Et dire que ça ne résume que le premier quart d'heure du film! Dans
la suite, le héros part en guerre contre les gokudos qui l'ont trahi,
les explose tous, puis contre ses anciens amis, qu'il n'arrive pas
à éliminer (une conscience, peut-être, au fond de la machine?)
- et du coup il part en retraite dans une maison improvisée sur
la plage, le temps de faire le point et de se laisser dépérir.
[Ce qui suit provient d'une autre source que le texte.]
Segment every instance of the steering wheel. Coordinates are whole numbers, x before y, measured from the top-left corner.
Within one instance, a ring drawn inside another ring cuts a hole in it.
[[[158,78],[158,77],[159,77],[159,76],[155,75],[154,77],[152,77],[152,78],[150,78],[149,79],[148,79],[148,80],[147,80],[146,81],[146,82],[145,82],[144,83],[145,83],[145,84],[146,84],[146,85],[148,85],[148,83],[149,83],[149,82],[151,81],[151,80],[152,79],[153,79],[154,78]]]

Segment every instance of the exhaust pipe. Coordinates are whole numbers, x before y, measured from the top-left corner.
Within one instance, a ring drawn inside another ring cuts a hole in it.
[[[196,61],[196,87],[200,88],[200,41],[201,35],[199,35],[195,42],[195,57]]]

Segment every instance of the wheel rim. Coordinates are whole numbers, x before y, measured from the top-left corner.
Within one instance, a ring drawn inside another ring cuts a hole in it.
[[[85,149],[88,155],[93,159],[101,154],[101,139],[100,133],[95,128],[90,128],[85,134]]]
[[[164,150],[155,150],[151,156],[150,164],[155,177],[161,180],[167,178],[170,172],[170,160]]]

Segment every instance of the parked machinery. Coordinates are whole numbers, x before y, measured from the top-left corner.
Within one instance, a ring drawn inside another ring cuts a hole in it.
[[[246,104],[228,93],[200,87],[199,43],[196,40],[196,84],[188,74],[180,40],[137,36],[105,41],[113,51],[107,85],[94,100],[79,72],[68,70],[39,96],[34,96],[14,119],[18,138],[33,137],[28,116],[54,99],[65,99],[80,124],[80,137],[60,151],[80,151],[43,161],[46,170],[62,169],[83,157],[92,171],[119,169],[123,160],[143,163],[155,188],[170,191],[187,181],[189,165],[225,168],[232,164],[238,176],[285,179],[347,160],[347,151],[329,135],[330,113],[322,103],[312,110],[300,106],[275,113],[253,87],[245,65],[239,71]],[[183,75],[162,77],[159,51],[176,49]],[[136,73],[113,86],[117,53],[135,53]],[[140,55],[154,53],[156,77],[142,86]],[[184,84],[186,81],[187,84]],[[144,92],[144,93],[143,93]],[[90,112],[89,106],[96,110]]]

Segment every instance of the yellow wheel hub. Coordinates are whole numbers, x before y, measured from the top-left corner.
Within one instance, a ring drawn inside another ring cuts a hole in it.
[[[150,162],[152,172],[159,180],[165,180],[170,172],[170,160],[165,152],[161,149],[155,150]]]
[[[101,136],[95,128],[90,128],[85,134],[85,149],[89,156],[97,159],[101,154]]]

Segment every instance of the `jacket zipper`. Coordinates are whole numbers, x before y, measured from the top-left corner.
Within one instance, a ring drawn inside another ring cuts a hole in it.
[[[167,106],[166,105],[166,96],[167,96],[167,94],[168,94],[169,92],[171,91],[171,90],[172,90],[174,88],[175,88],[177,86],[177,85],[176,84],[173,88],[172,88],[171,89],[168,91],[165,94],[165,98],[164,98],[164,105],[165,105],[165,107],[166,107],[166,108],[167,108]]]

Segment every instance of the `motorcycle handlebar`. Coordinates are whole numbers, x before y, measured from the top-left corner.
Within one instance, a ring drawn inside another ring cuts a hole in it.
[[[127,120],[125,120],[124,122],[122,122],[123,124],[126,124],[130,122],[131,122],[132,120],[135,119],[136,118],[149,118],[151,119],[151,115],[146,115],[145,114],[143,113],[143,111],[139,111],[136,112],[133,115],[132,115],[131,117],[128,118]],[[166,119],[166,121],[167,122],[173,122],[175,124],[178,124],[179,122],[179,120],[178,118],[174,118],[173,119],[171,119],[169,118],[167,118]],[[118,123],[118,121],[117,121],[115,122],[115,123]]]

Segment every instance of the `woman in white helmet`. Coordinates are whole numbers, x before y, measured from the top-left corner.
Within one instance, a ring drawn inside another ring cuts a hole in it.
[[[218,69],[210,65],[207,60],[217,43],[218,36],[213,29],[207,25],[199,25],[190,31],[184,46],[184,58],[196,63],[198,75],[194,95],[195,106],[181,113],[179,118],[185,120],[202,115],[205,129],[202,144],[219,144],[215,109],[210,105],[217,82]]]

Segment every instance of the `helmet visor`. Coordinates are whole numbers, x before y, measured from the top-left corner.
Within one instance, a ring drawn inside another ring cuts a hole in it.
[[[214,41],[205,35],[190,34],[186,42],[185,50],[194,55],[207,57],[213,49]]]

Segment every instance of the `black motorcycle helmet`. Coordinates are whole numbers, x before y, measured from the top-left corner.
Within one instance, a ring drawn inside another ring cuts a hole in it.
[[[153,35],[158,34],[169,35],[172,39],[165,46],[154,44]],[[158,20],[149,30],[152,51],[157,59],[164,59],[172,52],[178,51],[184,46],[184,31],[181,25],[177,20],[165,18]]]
Tout
ça, bien sûr, avant le règlement de compte final, où ses
amis paieront, comme tous jusque là, le prix fort de la trahison!
Et tout du long, Miike se promène
allègrement et sans complexes entre effets gores réussis (têtes
coupées, langues sectionnées) et effets numériques super-cheapos
(le coup du vélo, les éclairs, les super-pouvoirs); entre l'humour
potache (voir la garde du héros contre les balles!) et le sexe hardcore
(un petit avant goût de DoA2, le côté SM en plus); entre
le touchant et le ridicule. Et, vous vous en doutez bien, ça marche!
La fin est un monument de brutalité et de… n'importe quoi. Comme
tout Full Metal Gokudo, d'ailleurs! Au niveau de la réalisation,
on est quand même loin de Bird People in China ou DoA
1 et 2, mais on sent bien que c'est parce que Miike a
choisi une approche cinématographique différente: celle du plaisir
sans concessions. S'il y a bien un monument érigé à la gloire du
n'importe quoi le plus complet, c'est ce film, magnifique, absurde,
rigolo, triste, dégueu, abject, violent,… fou,… GENIAL!